“Would it be indiscreet, madame, to ask you why?” timidly inquired a young man with a badly-tied cravat.

“Because I am afraid he is right in his opinions. I wish to pass gaily through life; and if we believe what he says, life would be such a serious affair, we should have to think. Really, to hear him, we can imagine ourselves surrounded with mysteries.”

VIII.

“I wish to see and study your picture of Cain. I was going to say your portrait of Cain,” said the doctor to the painter; “for it seems to me that you must have known him personally, from the manner in which you have spoken to me of him.”

“Perhaps I have known him,” [pg 708] said Paul. “At any rate, come!” And they entered the studio.

Arrived before the picture, the doctor started back in surprise.

The portrait of Cain was that of the baron, horrible in the resemblance.

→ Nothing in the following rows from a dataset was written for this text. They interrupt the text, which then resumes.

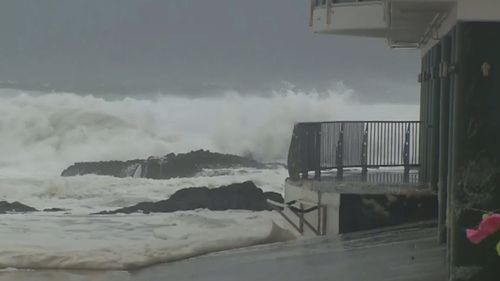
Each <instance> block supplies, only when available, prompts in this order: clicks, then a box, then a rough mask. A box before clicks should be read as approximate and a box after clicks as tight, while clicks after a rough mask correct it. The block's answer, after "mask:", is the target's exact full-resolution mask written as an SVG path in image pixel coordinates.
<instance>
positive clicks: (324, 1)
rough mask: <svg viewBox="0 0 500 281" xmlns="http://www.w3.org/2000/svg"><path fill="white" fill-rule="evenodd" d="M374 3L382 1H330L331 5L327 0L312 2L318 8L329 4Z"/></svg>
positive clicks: (361, 0)
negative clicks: (369, 2) (320, 6)
mask: <svg viewBox="0 0 500 281" xmlns="http://www.w3.org/2000/svg"><path fill="white" fill-rule="evenodd" d="M373 1H380V0H330V3H328V1H327V0H312V5H313V6H315V7H318V6H326V5H327V4H340V3H357V2H373Z"/></svg>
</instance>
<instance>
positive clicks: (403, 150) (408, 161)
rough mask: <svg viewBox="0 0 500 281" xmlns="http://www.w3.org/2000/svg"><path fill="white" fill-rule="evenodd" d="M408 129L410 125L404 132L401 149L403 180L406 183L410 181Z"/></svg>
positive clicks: (408, 138)
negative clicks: (403, 163)
mask: <svg viewBox="0 0 500 281" xmlns="http://www.w3.org/2000/svg"><path fill="white" fill-rule="evenodd" d="M410 128H411V123H409V124H408V127H407V128H406V131H405V142H404V148H403V162H404V180H405V182H408V181H409V180H410V132H411V131H410Z"/></svg>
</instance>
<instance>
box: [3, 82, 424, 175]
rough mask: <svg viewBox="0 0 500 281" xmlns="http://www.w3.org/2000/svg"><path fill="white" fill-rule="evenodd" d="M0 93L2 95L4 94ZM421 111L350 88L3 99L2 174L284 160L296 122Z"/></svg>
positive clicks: (348, 118) (67, 93)
mask: <svg viewBox="0 0 500 281" xmlns="http://www.w3.org/2000/svg"><path fill="white" fill-rule="evenodd" d="M0 96H4V95H2V90H0ZM417 111H418V107H417V106H401V105H360V104H356V103H354V102H351V101H350V99H349V91H348V90H342V89H341V90H338V91H332V92H329V93H324V94H319V93H314V92H313V93H304V92H294V91H290V90H286V91H282V92H276V93H272V94H270V96H267V97H263V96H248V97H247V96H240V95H238V94H235V93H228V94H227V95H225V96H223V97H219V98H197V99H189V98H182V97H172V96H159V97H158V98H157V99H156V100H137V99H132V98H125V99H123V100H116V101H106V100H104V99H101V98H96V97H93V96H78V95H74V94H68V93H65V94H63V93H54V94H33V93H31V94H29V93H20V94H18V95H7V96H6V97H5V96H4V97H0V112H1V115H2V116H1V118H0V155H2V157H1V159H0V175H6V174H8V175H13V174H21V175H23V176H24V175H26V174H31V175H33V174H37V175H40V174H50V175H55V174H59V173H60V172H61V171H62V169H64V168H65V167H67V166H68V165H70V164H72V163H73V162H77V161H96V160H112V159H115V160H125V159H132V158H144V157H147V156H150V155H164V154H167V153H170V152H184V151H188V150H191V149H200V148H204V149H211V150H215V151H220V152H226V153H235V154H251V155H253V156H254V157H255V158H257V159H259V160H263V161H278V160H284V159H285V157H286V152H287V149H288V144H289V140H290V134H291V129H292V126H293V123H294V122H298V121H313V120H333V119H353V120H359V119H387V120H390V119H394V118H396V117H397V118H398V119H414V118H416V117H417V116H418V114H417Z"/></svg>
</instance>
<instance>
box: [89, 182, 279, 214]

There was on that face the coldness of the criminal and the horror of the cursed. The coldness did not impair the horror, nor the horror the coldness; and from the mouth of Cain the spectator might expect to hear the words that S. Bridget heard from the mouth of Satan when he said to God:

“O Judge! I am coldness itself.”

Indifference and despair were in those eyes, on those lips, and on that brow. But the despair was not heartrending, for repentance was wanting, and this despair even appeared expiatory, like justice eating its bread.